Le vent frémit sous le crin, la terre rougeoie sous la laine, les ors et les feuilles tombent mollement, tout ne tient qu’à un fil. Tisser, Olga de Amaral en a fait bien plus qu’un métier. De ses doigts de tisserande naissent des crépuscules, des automnes, des carrières creusées de filons d’or et des mines charbonneuses, des paysages de Lune ou d’étoiles lointaines. Chaque tapisserie, un monde. De ces mondes, la Fondation Cartier se laisse envahir tout l’hiver, jusqu’au 16 mars 2025, pour le plus grand plaisir du public qui vient en foule découvrir l’art de cette inconnue.
En Colombie, pays natal que jamais elle n’a quitté, Olga de Amaral est une célébrité de l’art textile, de l’art tout court. En France, nul ne la connaissait avant cette rétrospective-révélation, hormis quelques curieux qui l’avaient repérée dans l’exposition Décorum du Musée d’art moderne de Paris, en 2013.

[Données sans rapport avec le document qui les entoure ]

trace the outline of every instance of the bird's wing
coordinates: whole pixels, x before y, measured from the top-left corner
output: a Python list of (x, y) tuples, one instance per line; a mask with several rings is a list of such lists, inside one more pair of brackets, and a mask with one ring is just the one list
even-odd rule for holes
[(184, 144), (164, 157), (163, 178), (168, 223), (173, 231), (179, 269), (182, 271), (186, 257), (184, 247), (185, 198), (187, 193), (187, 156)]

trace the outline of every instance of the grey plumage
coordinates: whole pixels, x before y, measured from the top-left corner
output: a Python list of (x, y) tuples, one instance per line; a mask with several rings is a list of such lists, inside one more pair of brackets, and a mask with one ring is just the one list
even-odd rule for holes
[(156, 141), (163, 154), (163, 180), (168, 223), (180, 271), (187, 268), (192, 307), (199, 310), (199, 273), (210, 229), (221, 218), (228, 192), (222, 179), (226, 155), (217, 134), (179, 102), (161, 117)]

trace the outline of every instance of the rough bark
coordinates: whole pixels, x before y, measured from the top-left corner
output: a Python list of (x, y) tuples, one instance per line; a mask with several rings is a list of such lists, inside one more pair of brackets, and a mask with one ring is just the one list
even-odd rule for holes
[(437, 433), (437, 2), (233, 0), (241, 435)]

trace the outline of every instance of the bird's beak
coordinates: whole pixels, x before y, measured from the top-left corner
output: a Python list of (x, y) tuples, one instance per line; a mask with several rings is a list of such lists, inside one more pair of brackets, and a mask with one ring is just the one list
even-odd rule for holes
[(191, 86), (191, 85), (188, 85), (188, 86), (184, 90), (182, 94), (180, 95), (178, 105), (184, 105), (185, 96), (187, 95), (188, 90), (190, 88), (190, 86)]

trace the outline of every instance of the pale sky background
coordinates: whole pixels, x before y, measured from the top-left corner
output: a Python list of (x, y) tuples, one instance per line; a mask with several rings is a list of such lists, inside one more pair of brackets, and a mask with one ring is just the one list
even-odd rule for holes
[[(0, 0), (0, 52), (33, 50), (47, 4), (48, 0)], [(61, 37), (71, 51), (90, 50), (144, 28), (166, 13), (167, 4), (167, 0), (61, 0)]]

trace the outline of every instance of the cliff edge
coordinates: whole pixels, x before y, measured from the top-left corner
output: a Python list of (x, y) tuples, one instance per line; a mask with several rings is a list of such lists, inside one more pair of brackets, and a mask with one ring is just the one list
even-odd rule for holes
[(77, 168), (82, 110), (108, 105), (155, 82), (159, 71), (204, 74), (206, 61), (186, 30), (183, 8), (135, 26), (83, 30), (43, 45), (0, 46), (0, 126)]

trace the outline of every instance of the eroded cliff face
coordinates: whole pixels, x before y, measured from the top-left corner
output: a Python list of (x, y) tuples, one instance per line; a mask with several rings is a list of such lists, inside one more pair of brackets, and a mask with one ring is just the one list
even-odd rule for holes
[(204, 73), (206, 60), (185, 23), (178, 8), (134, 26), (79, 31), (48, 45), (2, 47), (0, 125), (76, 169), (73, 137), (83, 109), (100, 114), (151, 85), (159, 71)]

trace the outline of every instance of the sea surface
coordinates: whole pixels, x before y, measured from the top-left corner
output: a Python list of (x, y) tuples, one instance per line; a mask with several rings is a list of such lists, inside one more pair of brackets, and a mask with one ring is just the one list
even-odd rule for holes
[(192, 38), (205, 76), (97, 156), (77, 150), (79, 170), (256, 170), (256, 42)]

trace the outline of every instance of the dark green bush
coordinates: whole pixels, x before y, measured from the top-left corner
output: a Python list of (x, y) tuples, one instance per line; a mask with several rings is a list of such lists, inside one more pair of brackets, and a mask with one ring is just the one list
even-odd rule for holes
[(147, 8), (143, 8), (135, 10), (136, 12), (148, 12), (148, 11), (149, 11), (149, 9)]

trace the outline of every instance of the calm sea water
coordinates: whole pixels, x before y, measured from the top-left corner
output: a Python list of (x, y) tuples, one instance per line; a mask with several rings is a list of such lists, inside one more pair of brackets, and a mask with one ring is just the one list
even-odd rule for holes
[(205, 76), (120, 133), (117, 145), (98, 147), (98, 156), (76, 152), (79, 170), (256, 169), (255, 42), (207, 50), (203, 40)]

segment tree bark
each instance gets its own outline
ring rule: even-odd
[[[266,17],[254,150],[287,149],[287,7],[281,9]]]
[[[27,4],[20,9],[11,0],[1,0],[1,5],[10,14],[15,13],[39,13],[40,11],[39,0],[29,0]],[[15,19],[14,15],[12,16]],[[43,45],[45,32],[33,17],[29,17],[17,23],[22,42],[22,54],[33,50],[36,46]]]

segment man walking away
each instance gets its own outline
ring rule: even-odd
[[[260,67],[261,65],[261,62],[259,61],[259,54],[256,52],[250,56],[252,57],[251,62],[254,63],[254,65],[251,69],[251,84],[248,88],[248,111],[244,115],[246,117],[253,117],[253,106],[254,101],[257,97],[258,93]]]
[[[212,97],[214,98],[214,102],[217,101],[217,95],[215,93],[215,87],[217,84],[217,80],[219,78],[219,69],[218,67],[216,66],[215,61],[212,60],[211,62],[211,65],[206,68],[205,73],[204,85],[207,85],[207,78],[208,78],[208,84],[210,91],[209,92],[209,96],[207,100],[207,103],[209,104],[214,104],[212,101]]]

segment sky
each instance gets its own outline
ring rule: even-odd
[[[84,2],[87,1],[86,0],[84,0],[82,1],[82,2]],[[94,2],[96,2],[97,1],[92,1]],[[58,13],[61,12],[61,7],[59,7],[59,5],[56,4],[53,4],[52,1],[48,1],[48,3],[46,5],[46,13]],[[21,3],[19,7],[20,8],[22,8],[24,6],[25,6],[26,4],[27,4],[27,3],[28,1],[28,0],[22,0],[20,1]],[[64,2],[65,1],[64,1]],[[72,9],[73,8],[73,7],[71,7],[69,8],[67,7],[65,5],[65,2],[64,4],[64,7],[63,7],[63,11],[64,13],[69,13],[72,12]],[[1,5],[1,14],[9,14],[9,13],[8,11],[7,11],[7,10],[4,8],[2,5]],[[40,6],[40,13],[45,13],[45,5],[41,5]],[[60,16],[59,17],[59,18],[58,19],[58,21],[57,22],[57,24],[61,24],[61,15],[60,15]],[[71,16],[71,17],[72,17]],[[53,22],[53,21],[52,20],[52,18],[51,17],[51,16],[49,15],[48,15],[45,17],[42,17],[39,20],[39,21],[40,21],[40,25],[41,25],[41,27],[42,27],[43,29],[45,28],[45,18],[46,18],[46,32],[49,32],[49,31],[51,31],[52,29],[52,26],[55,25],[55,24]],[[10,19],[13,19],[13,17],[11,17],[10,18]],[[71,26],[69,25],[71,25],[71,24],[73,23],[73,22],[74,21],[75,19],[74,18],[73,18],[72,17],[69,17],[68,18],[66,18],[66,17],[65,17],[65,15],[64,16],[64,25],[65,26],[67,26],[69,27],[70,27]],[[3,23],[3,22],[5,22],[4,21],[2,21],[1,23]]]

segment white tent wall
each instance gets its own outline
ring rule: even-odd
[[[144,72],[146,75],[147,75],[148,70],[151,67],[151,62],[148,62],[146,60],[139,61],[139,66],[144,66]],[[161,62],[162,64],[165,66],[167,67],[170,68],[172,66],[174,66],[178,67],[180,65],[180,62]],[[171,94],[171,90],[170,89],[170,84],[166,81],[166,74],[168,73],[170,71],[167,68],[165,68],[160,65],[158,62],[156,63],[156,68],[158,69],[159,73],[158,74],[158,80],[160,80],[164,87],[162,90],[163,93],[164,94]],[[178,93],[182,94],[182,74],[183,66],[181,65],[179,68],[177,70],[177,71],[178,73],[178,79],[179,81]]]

Riche de 80 œuvres, dont la plupart n’avaient jamais traversé l’Atlantique, l’exposition vient consacrer une créatrice de 92 ans qui n’a rien à envier à l’Américaine Sheila Hicks. Bien connue dans l’Hexagone, cette dernière a elle aussi tiré tous les fils possibles de la création. Comme elle, l’artiste colombienne s’est souvent nourrie de l’art des tissages précolombiens, qui appartiennent à son histoire. Des qipu de tradition andine (ces cordes nouées qui servaient à « écrire » comptages ou généalogies), elle a retenu une leçon essentielle : « Les fils sont pour moi comme des mots », résume-t-elle.